A wild car chase to Pasadena ends in an accident that leaves Loretta limping — a disability that, in a nice touch, the actors who handle her movements retain throughout the play. The young rookie trainee who stepped on the gas and caused the disaster walks away without a scratch. Loretta quits the force, but soon after learns that a woman — an important philanthropist, wife of a political figure, and overall LA socialite who also hangs out at lesbian dive bars in secret — has been murdered. The dead woman’s lover comes to Loretta asking for help. Loretta can’t say “no,” but saying “yes” brings with it other, far deadlier consequences.
Actors Dan Rae Wilson, Moira MacDonald, Zachary Schwartz, and Jonathon Williams wear all black and slickly operate the variety of wooden puppets, bringing them to life in an startlingly realistic manner. They move the jaws of the characters as they “speak,” while the words come from another cast of voice actors: Hilario Saavedra, Mark Simon, Kendra Ware, and Anne Yatco, who are positioned off-stage. Live music by Eric Potter intensifies the drama of the movements and scenes but at times becomes distracting, adding too much of a folk element when the audience is expecting hard-boiled crime.
Not every character has its own puppet, but somehow Simpson pulls the illusions off, perhaps because the audience’s disbelief is already so far suspended. The play is also amplified and magnified by mini-cameras that zoom in on set props such as a newspaper and photo albums, which offer evidence of secret queer relationships and political blunders that could be used for blackmail within this historically accurate fictional world. In the 1940s–60s in Los Angeles, it was quite common for people who frequented gay bars to try and ensure there was no visual evidence that they’d been there; until the 1970s, same-sex dancing was banned in the county. In one scene in Concrete Folk Variations, the audience sees a photograph taken in a Los Angeles lesbian bar that was supposed to be kept hidden. This type of attention to historical detail makes for an even better and more believable theatrical experience.

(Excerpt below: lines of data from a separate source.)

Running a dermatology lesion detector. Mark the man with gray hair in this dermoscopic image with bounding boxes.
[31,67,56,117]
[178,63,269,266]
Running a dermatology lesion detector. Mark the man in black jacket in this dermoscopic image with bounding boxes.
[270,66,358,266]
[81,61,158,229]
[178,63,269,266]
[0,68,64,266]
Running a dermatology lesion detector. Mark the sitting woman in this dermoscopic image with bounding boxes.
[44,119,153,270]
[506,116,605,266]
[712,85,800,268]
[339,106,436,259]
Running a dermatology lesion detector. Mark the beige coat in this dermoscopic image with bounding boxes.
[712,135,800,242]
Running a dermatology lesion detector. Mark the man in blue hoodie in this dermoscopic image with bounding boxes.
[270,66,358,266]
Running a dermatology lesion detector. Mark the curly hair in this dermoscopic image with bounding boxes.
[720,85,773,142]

The zooming camera feature also helps translate the film noir style to the tiny stage, via enlarged black-and-white evidence photographs, but there’s some difficulty with the transition nonetheless. And the play felt a little long to sit through, especially on a hot Los Angeles day. Concrete Folk Variations was originally presented as a three-part serial in 2008–2009 at the Manual Archives in the LA neighborhood of Silver Lake; the rendition at Automata featured all three parts together. The plot contains so many twists and turns that you start to feel like you’re lost driving around Los Angeles, looking for something a car can’t take you to.
What remains unclear about the play is the reason for its puppet-storytelling technique and its relevance to today. Is Simpson attempting to offer a nostalgic look back at the days when being queer was a secret, and the marriage question wasn’t even on the table? Back then, a community formed around the secretive bar scene. What type of communities do we have today, when “gay and lesbian” has become another consumer identity being marketed to? These are questions that Concrete Folk Variations did not, perhaps could not, answer.
Performances of Susan Simpson’s Concrete Folk Variations took place May 2–11 at Automata (504 Chung King Court, Los Angeles).